Emirates President Tim Clark was speaking at the International Air Transport Association (IATA) annual meeting and world travel summit being held in Dubai. Image Credit: IATA

Dubai: Transition to net zero will require airline customers to pay more for their air tickets, at least in the short term, top officials, including Emirates President Sir Tim Clark, said at the International Air Transport Association (IATA) annual general meeting (AGM) in Dubai.

“I believe that as we move to 10 per cent SAF (sustainable aviation fuels) by whatever date that is, and it starts to scale, the unit costs will start to fall,” Clark told media on Monday.

“It is very important to understand that in the short term, if you are uplifting 10 per cent of your fuel and it comes out at three times the price of SAF of JP-1 (a kerosene-type jet fuel) today, then obviously it will have a knock-on effect on pricing,” said Clark.

The Emirates Airlines President said that if blending SAF with fossil fuel prices remains in equilibrium and doesn't spike, the airline can absorb some, but not all, of those cost increases in the business.

Have airfares dropped?

Clark also stated that the airline industry has benefitted from ‘economies of scale’ far more than any other industry over the past several years. “It (aviation) has been an industry which has become so hugely efficient over the last 50 years. Other industries have fed off what the aerospace and airline industry does and then provide stellar margins for themselves and their shareholders,” Clark said.

He said, “It is quite amazing that ticket prices are where they are today. The value-for-money proposition consumers have enjoyed for many decades is one of the hidden parts of the narrative. I believe we have done a great job in keeping our costs under control. We're a highly competitive industry, which drives cost control and effectively positions us against each other.”

As airlines move forward and consider consolidation, they can scale, reduce unit costs, and strip costs that are already quite lean. “There is more that can be done. It is possible that we can absorb some, but not all, of the progression towards SAF until alternative fuels are available at the same price as fossil fuels in real terms. That's all I would say. We just have to get on with and live with it, " Clark said.

Smaller margins

At the 77th IATA Annual General Meeting in Boston, USA, IATA member airlines passed a resolution committing them to achieving net-zero carbon emissions from their operations by 2050. Adoption and the more widespread use of biofuels have become critical to achieving these goals. IATA also predicts that production of SAF will increase threefold by 2024, accounting for 0.53 per cent of aviation’s fuel needs this year.

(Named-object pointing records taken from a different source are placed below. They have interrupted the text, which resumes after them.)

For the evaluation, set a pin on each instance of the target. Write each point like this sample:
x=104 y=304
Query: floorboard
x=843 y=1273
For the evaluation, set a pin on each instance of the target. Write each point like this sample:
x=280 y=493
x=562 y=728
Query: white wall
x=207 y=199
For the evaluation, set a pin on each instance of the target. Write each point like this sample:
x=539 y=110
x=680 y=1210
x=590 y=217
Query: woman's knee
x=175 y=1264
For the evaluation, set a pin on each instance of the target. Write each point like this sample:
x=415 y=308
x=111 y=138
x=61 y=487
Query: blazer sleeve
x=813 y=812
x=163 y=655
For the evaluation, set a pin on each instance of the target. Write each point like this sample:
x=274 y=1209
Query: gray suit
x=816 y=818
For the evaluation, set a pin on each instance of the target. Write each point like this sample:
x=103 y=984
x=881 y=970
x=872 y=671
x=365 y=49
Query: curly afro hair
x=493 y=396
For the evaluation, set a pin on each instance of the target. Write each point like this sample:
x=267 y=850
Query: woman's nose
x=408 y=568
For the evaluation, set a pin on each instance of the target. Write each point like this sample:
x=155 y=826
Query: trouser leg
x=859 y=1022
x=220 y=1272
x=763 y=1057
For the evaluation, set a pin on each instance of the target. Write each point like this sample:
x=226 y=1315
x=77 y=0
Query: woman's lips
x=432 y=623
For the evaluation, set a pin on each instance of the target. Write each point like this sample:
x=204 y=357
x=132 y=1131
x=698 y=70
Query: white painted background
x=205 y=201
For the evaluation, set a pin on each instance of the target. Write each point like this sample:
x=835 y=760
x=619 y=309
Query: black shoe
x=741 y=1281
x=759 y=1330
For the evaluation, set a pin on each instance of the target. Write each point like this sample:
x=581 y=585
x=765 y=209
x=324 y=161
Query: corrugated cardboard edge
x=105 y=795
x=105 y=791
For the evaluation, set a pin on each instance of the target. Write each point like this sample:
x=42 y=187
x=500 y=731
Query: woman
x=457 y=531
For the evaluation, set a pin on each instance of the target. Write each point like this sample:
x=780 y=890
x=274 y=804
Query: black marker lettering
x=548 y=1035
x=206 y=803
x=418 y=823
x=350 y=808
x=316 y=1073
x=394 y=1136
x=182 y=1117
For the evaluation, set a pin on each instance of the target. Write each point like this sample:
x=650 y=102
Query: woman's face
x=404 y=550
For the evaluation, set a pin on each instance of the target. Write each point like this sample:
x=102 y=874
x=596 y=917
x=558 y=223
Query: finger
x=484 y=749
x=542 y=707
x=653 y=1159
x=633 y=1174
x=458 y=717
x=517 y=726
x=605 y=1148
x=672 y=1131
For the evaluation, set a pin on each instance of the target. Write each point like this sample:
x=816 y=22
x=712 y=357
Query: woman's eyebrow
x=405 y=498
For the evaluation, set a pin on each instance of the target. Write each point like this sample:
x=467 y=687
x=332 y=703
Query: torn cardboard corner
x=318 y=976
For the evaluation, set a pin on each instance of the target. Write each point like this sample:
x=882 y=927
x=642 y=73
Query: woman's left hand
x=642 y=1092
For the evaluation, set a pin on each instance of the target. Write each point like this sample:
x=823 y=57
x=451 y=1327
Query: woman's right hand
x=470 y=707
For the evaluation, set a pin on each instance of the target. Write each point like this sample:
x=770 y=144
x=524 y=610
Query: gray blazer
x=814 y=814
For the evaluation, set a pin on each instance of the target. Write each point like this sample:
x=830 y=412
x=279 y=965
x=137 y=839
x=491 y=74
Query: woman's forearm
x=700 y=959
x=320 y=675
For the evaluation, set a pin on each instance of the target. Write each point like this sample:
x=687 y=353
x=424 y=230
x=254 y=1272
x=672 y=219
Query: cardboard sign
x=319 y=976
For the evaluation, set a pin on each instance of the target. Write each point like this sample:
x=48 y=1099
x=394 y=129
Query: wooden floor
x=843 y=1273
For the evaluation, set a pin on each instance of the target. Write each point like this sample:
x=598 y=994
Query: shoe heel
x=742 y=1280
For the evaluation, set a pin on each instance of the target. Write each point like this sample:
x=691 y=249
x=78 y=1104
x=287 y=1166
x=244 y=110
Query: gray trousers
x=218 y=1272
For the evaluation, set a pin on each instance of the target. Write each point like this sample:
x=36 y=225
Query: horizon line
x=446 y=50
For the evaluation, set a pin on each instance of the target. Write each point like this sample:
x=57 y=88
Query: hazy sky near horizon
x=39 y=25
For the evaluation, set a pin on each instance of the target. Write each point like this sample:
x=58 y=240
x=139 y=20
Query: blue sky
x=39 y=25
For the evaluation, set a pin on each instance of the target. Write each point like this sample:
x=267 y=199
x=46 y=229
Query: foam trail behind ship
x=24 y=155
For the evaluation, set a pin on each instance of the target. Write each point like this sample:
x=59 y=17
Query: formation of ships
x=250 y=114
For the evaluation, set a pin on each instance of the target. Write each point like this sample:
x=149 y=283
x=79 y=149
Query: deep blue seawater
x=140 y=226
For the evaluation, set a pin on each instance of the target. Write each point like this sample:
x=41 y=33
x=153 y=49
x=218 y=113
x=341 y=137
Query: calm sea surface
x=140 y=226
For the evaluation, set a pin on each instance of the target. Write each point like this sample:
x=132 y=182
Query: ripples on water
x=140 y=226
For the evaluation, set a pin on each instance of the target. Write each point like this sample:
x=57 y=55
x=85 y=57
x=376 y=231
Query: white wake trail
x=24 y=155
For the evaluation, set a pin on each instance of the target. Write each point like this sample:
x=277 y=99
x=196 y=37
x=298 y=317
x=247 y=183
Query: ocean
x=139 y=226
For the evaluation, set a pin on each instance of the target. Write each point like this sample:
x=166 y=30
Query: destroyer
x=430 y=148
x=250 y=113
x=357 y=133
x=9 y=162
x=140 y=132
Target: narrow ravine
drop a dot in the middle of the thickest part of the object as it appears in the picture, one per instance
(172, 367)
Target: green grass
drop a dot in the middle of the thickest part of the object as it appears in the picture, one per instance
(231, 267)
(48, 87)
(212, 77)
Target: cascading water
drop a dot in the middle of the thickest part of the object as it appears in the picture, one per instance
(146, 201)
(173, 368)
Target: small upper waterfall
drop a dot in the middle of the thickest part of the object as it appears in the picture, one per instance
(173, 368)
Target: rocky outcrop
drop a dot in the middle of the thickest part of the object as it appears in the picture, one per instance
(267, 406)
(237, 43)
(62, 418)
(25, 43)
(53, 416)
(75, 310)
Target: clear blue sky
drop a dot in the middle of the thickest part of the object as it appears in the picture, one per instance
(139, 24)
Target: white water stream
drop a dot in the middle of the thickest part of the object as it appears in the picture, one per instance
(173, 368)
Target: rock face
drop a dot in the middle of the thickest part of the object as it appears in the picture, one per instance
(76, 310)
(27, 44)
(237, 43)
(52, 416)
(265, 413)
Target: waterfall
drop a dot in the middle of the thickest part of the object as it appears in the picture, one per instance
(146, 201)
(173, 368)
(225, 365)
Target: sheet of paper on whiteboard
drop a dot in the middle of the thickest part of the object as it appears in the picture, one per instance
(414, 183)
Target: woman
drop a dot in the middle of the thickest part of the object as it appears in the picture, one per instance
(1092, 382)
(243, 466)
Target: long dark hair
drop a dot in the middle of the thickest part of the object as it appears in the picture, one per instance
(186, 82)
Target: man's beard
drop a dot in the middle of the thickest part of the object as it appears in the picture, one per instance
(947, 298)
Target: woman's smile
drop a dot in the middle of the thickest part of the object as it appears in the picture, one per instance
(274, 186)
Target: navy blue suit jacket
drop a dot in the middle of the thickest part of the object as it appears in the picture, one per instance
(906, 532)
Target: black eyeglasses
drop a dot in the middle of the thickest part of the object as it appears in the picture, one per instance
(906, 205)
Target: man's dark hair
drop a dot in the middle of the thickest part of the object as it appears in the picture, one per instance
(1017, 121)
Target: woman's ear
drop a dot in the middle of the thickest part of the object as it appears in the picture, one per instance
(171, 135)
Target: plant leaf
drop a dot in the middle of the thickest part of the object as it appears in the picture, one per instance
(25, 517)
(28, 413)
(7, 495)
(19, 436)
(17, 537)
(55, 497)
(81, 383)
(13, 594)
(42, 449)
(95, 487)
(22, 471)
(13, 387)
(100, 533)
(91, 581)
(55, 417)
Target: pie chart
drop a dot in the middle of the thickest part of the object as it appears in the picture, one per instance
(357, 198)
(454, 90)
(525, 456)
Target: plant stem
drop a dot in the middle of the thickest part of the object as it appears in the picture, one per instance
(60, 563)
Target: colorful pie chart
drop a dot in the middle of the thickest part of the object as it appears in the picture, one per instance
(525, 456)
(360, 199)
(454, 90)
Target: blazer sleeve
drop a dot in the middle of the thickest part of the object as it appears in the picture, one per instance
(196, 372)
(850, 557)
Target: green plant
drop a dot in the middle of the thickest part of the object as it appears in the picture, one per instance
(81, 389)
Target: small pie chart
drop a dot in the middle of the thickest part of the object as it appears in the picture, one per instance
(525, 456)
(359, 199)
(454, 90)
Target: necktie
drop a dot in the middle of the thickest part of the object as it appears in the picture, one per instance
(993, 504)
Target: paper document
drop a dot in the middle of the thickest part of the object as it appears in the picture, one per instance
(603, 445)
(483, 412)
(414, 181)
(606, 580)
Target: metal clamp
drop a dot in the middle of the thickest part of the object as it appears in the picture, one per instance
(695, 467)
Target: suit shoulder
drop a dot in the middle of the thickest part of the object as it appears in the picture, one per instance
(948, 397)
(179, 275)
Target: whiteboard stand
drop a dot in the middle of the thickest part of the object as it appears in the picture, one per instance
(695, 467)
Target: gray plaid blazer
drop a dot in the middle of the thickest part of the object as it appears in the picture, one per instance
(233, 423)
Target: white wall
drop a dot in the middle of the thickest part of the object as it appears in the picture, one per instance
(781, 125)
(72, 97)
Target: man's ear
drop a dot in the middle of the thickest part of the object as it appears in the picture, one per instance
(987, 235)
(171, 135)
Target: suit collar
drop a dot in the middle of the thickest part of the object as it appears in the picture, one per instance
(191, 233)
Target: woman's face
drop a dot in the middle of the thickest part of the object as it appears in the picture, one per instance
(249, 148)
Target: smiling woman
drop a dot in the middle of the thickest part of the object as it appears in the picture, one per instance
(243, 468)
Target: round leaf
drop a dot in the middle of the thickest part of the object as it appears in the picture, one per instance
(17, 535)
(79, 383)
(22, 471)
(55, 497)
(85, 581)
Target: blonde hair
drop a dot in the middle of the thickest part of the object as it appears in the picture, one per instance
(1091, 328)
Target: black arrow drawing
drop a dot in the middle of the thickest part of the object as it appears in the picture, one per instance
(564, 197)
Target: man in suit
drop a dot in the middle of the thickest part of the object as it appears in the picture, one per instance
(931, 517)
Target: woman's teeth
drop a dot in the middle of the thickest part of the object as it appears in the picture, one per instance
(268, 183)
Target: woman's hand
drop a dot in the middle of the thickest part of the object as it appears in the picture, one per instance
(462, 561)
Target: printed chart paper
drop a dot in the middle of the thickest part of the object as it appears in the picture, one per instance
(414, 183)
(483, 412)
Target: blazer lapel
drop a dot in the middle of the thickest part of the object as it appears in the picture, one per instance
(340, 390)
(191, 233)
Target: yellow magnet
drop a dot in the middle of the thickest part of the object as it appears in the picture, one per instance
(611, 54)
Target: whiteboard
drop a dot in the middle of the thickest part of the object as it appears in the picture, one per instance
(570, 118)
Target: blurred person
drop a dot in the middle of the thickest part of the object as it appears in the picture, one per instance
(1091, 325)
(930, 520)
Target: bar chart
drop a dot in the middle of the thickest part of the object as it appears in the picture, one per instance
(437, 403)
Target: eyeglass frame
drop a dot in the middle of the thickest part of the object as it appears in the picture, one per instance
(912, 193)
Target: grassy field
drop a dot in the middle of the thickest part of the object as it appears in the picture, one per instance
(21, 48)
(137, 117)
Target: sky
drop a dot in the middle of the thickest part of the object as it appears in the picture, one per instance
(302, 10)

“SAF will provide about 65 per cent of the mitigation needed for airlines to achieve net zero carbon emissions by 2050. So, the expected tripling of SAF production in 2024 from 2023 is encouraging,” Willie Walsh, IATA’s Director General, said.

Echoing Clark’s views, Walsh also said, “I’m sorry to say, but the transition to net zero will require customers to pay. I would love to think that we can do without the support, but we expect to have an industry that sets profitability with net margins of 3.1 per cent.”

Walsh explained that (Café chain) Starbucks’ profitability margins are 11.5 per cent. “The best we have ever done is 5 per cent. And SAF is at least three times more expensive than conventional jet fuel. So those costs cannot be borne by the industry, given the wafer-thin margins the industry has,” he added.

Walsh assured the media that the industry would do everything it possibly can to keep costs under control. “But ultimately, you know, costs will increase, and those costs will have to be recovered, and that will probably in all probability lead to an increase in the cost of travel,” Walsh stated.